50,28km – 6h55′

Je n’ai pas lu mon horoscope ce matin, mais si c’était le cas je suis sur qu’il m’aurait annoncé de la pluie, des travaux et beaucoup de voitures. Et pour une fois il aurait eu raison.
Peut-être aurait-il oublié de me dire que nous serions prêts avant l’heure, mais je ne lui en aurais pas tenu rigueur. Et oui, l’organisation est tellement bien rodée que ce matin nous partons en avance… quel professionnalisme…

Reprise des débats depuis Otaki. A très exactement 50 miles de Wellington selon un panneau aperçu hier. Sauf qu’ici, l’unité de mesure est le mètres, alors soit ça faisait plus touristique de mettre 50 miles au lieu de 80 kilomètres, soit ce pays fait décidément preuve d’un américanisme non-assumé…

Comme je le disais donc, cette journée sera placée sous le signe des travaux. Excellente nouvelle non ? Plus on approche de Wellington, plus l’étau semble se resserrer. Géographiquement, c’est le cas, et nous aurons le temps de revenir sur cette très étrange baie que celle où a été érigée Wellington.
En attendant les montagnes se rapproche incontestablement, et de l’autre côté la mer aussi. Nous n’avons pas d’autre choix que de courir sur la State Highway, qui malgré sa dangerosité n’est pas interdite aux piétons. La présence de nombreux travaux est à la fois un point négatif, et positif. Elle oblige Serge à être vigilant, des tractopelles pouvant surgir de n’importe où, et aussi à devoir partager son bas-côté avec tout sortes de gravas. Mais point positif (oui il y en a un), c’est la circulation qui s’en trouve également ralentie.

Bref, ce début de journée est tout sauf drôle.

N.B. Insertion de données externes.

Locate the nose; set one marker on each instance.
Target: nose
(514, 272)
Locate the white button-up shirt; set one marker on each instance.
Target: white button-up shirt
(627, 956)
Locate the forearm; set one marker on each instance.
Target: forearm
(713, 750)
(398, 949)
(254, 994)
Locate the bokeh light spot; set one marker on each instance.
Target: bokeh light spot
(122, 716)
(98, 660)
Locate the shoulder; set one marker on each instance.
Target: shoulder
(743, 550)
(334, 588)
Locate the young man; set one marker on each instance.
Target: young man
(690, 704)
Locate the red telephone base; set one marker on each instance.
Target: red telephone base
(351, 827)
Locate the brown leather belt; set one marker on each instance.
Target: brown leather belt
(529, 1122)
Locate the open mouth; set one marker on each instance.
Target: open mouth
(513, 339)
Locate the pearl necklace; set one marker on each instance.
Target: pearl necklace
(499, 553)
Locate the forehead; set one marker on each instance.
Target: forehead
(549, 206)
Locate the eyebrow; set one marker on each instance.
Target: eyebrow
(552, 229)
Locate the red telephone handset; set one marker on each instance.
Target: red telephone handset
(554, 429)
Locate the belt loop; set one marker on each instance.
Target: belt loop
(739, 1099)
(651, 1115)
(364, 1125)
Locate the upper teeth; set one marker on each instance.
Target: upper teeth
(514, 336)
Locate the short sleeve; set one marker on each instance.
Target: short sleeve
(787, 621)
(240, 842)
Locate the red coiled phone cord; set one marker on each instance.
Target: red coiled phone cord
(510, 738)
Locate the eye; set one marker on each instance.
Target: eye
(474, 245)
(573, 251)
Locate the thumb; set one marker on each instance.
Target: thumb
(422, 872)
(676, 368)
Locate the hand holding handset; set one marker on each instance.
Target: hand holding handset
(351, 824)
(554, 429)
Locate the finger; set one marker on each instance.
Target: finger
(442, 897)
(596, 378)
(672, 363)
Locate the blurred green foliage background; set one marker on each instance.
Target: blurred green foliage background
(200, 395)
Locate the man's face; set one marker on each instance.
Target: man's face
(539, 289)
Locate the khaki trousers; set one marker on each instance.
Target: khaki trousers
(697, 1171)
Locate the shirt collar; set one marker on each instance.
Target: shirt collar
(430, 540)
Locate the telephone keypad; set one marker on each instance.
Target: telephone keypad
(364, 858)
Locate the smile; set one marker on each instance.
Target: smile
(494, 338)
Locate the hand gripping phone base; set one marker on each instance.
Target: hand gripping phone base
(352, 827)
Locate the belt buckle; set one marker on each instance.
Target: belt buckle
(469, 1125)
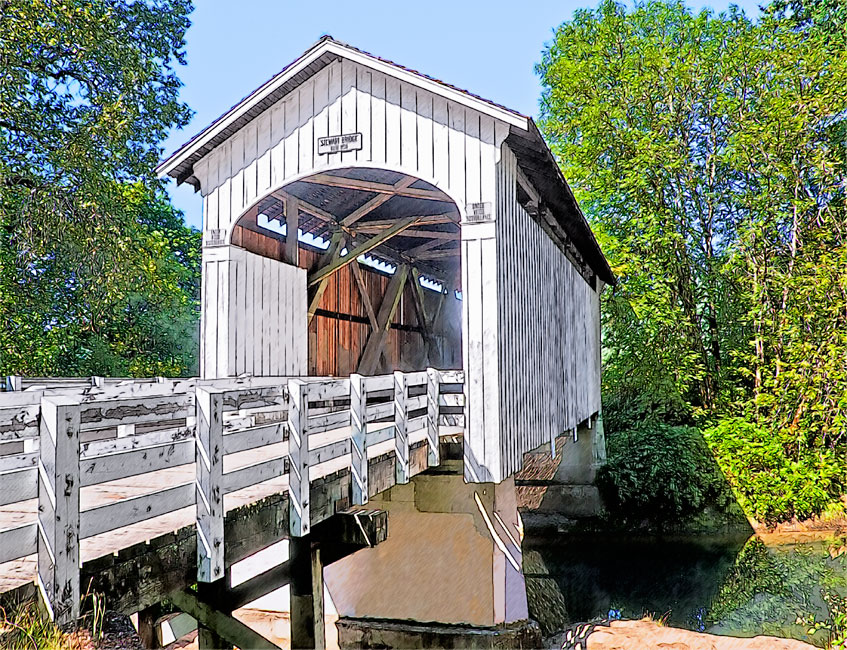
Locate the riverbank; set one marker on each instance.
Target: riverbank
(639, 635)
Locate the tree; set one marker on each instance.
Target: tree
(708, 152)
(93, 261)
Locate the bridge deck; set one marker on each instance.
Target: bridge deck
(255, 432)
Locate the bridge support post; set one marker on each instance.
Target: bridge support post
(210, 497)
(358, 439)
(208, 639)
(58, 508)
(306, 594)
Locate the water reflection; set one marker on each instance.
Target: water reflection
(736, 586)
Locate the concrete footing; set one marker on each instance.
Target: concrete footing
(372, 633)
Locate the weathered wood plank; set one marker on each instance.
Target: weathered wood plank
(58, 512)
(126, 512)
(18, 542)
(210, 498)
(138, 461)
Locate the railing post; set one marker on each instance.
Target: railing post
(358, 439)
(298, 452)
(58, 508)
(209, 493)
(401, 437)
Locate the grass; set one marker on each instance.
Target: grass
(24, 628)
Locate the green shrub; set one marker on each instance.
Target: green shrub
(774, 475)
(659, 472)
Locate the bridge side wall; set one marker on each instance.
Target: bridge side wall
(254, 315)
(548, 342)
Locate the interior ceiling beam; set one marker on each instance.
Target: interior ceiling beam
(441, 254)
(447, 217)
(375, 202)
(432, 243)
(365, 247)
(371, 186)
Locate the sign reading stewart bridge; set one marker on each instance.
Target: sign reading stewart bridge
(339, 143)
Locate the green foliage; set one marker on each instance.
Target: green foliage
(98, 274)
(770, 479)
(709, 153)
(659, 473)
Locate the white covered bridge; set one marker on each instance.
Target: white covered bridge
(442, 188)
(396, 277)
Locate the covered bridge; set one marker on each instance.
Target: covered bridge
(434, 229)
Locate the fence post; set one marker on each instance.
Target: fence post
(358, 439)
(401, 438)
(298, 452)
(209, 492)
(58, 508)
(433, 388)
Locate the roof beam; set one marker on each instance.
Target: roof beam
(438, 255)
(371, 186)
(363, 248)
(375, 202)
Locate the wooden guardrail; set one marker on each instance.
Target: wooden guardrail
(75, 436)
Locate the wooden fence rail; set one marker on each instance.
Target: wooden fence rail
(56, 439)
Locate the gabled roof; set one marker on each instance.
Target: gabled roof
(524, 139)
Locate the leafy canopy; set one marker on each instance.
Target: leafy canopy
(97, 271)
(709, 153)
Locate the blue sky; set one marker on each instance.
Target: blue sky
(489, 48)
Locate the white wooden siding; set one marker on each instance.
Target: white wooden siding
(530, 322)
(254, 315)
(403, 127)
(548, 332)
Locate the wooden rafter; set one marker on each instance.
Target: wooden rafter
(440, 254)
(333, 254)
(292, 225)
(420, 310)
(371, 186)
(365, 247)
(375, 202)
(224, 625)
(373, 348)
(417, 250)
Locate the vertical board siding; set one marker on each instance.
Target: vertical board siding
(530, 335)
(549, 334)
(403, 127)
(254, 315)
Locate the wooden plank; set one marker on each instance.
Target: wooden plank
(126, 512)
(401, 437)
(371, 186)
(135, 410)
(332, 254)
(253, 438)
(432, 408)
(376, 201)
(254, 474)
(328, 422)
(101, 469)
(224, 625)
(209, 467)
(358, 439)
(360, 249)
(18, 485)
(18, 542)
(373, 348)
(298, 451)
(58, 511)
(292, 223)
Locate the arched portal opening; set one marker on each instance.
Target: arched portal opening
(382, 252)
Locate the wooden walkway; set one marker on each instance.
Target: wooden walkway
(161, 460)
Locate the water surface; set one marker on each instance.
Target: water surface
(780, 586)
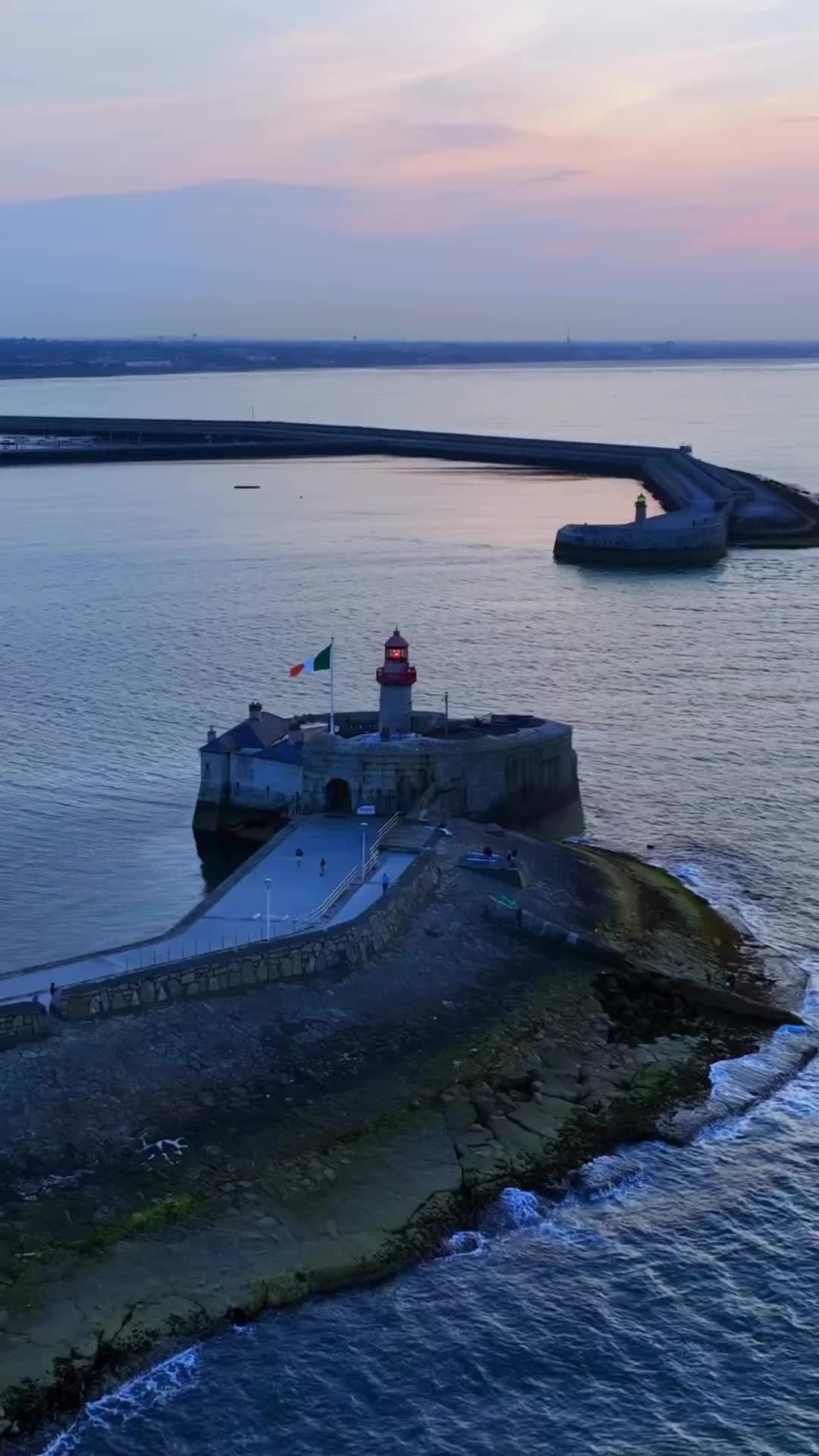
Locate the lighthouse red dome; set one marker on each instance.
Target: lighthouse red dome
(397, 670)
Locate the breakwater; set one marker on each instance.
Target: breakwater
(760, 511)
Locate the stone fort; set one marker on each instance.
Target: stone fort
(500, 767)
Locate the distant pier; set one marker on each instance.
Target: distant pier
(758, 511)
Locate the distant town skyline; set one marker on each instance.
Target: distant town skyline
(453, 169)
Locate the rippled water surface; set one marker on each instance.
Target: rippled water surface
(140, 603)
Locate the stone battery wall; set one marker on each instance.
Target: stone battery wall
(261, 963)
(504, 778)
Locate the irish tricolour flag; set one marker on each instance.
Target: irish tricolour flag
(321, 663)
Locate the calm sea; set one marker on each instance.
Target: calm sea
(142, 603)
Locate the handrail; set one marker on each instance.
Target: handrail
(142, 956)
(350, 878)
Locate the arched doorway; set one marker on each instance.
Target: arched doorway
(337, 797)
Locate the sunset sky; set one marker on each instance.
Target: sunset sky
(428, 168)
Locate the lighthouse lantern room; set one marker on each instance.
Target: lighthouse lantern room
(395, 680)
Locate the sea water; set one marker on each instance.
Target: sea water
(670, 1304)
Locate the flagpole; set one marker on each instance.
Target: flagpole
(331, 667)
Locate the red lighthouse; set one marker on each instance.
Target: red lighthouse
(395, 679)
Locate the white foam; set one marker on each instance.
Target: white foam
(145, 1392)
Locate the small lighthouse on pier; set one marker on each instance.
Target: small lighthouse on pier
(395, 680)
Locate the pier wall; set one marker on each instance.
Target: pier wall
(297, 957)
(506, 780)
(24, 1021)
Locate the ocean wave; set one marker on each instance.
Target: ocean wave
(145, 1392)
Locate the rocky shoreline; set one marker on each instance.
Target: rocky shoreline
(188, 1168)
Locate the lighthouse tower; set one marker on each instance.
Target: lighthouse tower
(395, 679)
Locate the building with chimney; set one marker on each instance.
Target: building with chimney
(502, 767)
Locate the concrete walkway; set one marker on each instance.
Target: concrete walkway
(238, 916)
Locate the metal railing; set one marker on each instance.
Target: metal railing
(146, 957)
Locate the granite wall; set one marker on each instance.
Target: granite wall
(500, 778)
(295, 957)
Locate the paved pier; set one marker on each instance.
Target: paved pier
(238, 913)
(761, 511)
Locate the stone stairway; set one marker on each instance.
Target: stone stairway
(409, 836)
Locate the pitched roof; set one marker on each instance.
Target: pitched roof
(284, 752)
(251, 733)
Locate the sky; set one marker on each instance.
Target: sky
(410, 168)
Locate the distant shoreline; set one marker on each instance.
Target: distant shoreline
(129, 359)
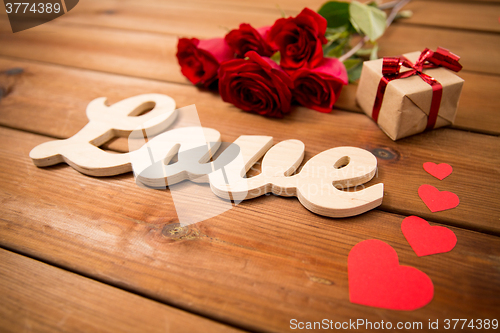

Au détour d’un ravitaillement, Serge me sauve même d’un rétroviseur de camion un peu plus grand que la moyenne. Je n’avais rien vu venir. Une fois la course terminée, si notre coureur cherche une reconversion, avec toute l’expérience acquise je pense qu’il ferait un excellent agent de prévention routière.
Serge parle souvent de ce 6ème sens qu’il a développé façon Daredevil : il est capable d’entendre les voitures mieux qu’il ne les voit.
Attention amis suiveurs, bientôt il pourra savoir si un ravitaillement est déjà prêt plusieurs kilomètres à l’avance.

Sur l’heure du midi, nous croisons la route du Queen Elisabeth Park. Construit en l’honneur d’Elisabeth première du nom, cette dernière a depuis un moment passé la main à sa fille.
La Nouvelle-Zélande étant l’un des royaumes du Commonwealth, elle reconnait la reine Elisabeth II comme étant son chef d’Etat. Même si ce terme est informel et n’a aucun statut légal, il fait de la reine d’Angleterre le monarque de pays comme l’Australie, le Canada mais aussi la Jamaïque. Ainsi qu’une bonne dizaine d’autres.
Mais il est bien connu que la reine « règne mais ne gouverne pas ». C’est donc John Key, chef du parti national qui est actuellement premier ministre du pays.

L’après-midi se poursuit et est bien plus agréable que la matinée. Nous traversons la ville de Paekakariki, là encore tout droit sortie d’un western, puis longeons le bord de mer. Serge dispose même d’un petit trottoir pour courir. Quel luxe.

Juste avant d’arriver à Pukerua Bay, j’assiste ni plus ni moins à un règlement de compte entre mouettes.
Coups de pression, cris étranges et torsions de cou, l’un des leurs n’a plus l’air d’être le bienvenu et le reste de la bande le lui fait savoir. Mais une fois leurs différents réglés, ceux-ci commencent à s’intéresser à mon cas, et plus particulièrement au ravitaillement que je viens de préparer…
Serge arrive quelques minutes après. Lui aussi s’est fait attaquer par des mouettes ! Surement des supportrices qui ont voulu l’approcher d’un peu trop près…

Les derniers kilomètres verront notre coureur monter une bonne côte, puis la redescendre, tout en profitant d’une piste cyclable. Un peu comme une récompense après toutes ces heures passées à frôler les camions.

Ce soir nous nous arrêtons à Mana, une ville presque entièrement entourée d’eau, mais qui n’a pourtant ni le statut d’île, ni celui de presqu’île.

Demain sera une petite étape dans le kilométrage, mais une grande dans l’importance car nous y franchirons le deuxième point antipodal, synonyme de beaucoup de choses dans ce tour du monde. Alors nous allons de ce pas reprendre des forces. Bonne nuit.